En Potosí, en la actual Bolivia, los comerciantes españoles encontraron en la década de 1540 una inmensa cantidad de plata. En un primer momento explotaron esa riqueza mediante los tradicionales sistemas de trabajos forzados heredados de la cultura inca, pero los índices de mortandad eran tan altos que los responsables empezaron a servir- se de esclavos importados de África. Los convoyes de mulas que partían de Potosí transportaban el metal hasta el puerto mexicano de Acapulco, donde era acuñado y convertido en pesos de plata, la primera moneda global que conoció el mundo. La enorme cantidad de pesos que cruzó el Atlántico en dirección a Europa contribuyó a reflotar la economía local, pues el gobierno español pudo con él cancelar las deudas que tenía contraídas con sus acreedores holandeses y alemanes. No obstante, los pesos también atravesaron el Pacífico, embarcados en las llamadas «naos de China» que partían hacia la ciudad de Manila, dominada por los españoles. Una vez en las Filipinas, los comerciantes y funcionarios españoles empleaban estas monedas de plata para comprar los objetos de seda, porcelana y otras materias que les ofrecían los mercaderes chinos; artículos que luego revendían, con enormes beneficios, tanto en las Américas como en Europa. Se trataba de una clásica economía de arbitraje.
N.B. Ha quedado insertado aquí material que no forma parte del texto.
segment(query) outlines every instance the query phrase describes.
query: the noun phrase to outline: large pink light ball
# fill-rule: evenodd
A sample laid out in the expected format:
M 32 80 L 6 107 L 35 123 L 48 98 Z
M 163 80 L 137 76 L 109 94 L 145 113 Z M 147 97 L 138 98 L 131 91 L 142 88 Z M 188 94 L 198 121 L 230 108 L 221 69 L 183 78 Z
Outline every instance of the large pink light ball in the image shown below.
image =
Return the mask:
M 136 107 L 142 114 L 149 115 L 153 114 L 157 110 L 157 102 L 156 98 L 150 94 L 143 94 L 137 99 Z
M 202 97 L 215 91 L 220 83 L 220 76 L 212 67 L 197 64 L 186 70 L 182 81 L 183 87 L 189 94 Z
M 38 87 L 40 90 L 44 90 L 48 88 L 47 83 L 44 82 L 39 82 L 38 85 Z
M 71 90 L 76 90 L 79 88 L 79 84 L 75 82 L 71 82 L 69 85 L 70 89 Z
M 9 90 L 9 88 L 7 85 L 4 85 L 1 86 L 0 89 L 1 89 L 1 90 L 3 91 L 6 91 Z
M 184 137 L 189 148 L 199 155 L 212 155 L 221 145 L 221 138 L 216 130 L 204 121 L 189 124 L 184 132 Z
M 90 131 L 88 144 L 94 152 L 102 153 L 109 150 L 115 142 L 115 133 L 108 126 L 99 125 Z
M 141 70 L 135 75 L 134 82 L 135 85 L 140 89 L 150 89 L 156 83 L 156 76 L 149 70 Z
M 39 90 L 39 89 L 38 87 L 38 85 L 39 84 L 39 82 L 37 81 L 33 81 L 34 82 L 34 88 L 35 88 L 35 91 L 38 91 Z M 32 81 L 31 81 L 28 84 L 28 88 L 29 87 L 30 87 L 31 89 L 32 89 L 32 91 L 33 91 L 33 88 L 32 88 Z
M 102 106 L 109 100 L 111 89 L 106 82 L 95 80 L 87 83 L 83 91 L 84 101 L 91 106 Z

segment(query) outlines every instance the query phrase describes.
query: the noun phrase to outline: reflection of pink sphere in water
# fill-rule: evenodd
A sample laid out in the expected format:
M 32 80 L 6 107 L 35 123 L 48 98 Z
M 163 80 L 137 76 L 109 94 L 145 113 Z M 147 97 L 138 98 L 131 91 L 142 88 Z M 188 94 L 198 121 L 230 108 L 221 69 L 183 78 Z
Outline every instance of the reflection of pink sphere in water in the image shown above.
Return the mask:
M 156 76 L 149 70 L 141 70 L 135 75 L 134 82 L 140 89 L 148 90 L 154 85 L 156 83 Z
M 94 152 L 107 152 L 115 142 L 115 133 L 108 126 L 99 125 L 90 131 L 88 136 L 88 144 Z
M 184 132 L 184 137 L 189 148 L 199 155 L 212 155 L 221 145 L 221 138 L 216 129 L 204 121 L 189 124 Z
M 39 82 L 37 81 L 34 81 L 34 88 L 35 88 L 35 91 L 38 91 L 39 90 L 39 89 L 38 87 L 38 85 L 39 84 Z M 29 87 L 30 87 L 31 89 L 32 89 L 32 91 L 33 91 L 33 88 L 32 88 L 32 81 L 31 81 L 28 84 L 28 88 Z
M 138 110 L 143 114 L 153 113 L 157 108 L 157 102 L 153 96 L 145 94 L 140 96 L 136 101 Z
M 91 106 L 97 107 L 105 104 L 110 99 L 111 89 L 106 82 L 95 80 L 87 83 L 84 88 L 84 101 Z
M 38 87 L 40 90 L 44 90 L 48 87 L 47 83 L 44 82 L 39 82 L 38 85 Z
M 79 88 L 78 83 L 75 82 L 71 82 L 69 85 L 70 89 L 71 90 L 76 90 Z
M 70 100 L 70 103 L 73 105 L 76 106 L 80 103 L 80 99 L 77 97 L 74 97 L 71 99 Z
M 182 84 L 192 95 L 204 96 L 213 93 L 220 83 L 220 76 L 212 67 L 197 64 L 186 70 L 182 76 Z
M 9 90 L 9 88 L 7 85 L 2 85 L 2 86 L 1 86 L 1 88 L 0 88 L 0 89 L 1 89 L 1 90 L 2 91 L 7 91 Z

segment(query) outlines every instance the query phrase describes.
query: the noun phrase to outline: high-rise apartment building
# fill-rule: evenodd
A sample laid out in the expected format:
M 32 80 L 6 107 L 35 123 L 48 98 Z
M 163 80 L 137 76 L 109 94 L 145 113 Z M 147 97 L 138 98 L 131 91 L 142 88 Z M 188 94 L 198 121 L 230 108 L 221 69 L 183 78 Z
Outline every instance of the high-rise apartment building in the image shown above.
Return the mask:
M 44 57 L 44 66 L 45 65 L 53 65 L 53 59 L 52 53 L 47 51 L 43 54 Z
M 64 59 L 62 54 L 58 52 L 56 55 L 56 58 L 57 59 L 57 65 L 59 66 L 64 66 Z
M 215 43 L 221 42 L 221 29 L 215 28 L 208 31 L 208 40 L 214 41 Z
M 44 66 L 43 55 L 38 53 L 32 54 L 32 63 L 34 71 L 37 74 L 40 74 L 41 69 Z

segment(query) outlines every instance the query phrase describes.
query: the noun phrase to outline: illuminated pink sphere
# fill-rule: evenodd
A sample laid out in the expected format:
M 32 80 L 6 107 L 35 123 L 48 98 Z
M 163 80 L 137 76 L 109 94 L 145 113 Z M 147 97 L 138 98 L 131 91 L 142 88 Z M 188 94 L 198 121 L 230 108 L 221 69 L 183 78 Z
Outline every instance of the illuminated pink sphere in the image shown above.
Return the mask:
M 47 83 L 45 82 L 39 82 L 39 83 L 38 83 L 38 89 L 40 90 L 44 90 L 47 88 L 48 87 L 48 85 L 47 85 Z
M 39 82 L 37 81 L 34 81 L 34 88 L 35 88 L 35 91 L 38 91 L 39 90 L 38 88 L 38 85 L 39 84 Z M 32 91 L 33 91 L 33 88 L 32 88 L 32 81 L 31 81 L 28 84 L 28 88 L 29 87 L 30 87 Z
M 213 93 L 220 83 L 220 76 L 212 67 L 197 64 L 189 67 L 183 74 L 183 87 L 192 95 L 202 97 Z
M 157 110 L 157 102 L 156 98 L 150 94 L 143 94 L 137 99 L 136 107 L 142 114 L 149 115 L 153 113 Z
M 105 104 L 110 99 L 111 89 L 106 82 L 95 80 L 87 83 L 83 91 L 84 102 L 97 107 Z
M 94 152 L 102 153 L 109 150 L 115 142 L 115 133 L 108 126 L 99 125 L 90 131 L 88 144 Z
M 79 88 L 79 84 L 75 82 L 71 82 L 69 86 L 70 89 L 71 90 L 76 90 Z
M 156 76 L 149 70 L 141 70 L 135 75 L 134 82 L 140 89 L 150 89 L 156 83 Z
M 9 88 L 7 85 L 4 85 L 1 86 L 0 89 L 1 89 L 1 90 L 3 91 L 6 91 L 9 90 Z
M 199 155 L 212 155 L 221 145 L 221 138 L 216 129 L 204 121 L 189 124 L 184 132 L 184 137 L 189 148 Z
Los comerciantes compraban sus mercancías allí donde las encontraban más baratas y las vendían donde alcanzaban un valor más alto, proceso en el que se generaban unas ganancias descomunales debido a que, en los primeros mercados globales del mundo, la diferencia entre los costes de producción y los precios de venta podía ser enorme. La floreciente situación económica china necesitaba plata y la pagaba muy cara, y como consecuencia de ello en ese país asiático se obtenía por la plata el doble de lo que se podía conseguir en Europa (a lo que hay que añadir que la mano de obra esclava de las Américas permitía mantener unos costes de producción bajísimos). Por el contrario, la seda de alta calidad, un tejido muy habitual en China, era muy rara en Europa, lo que elevaba mucho su precio.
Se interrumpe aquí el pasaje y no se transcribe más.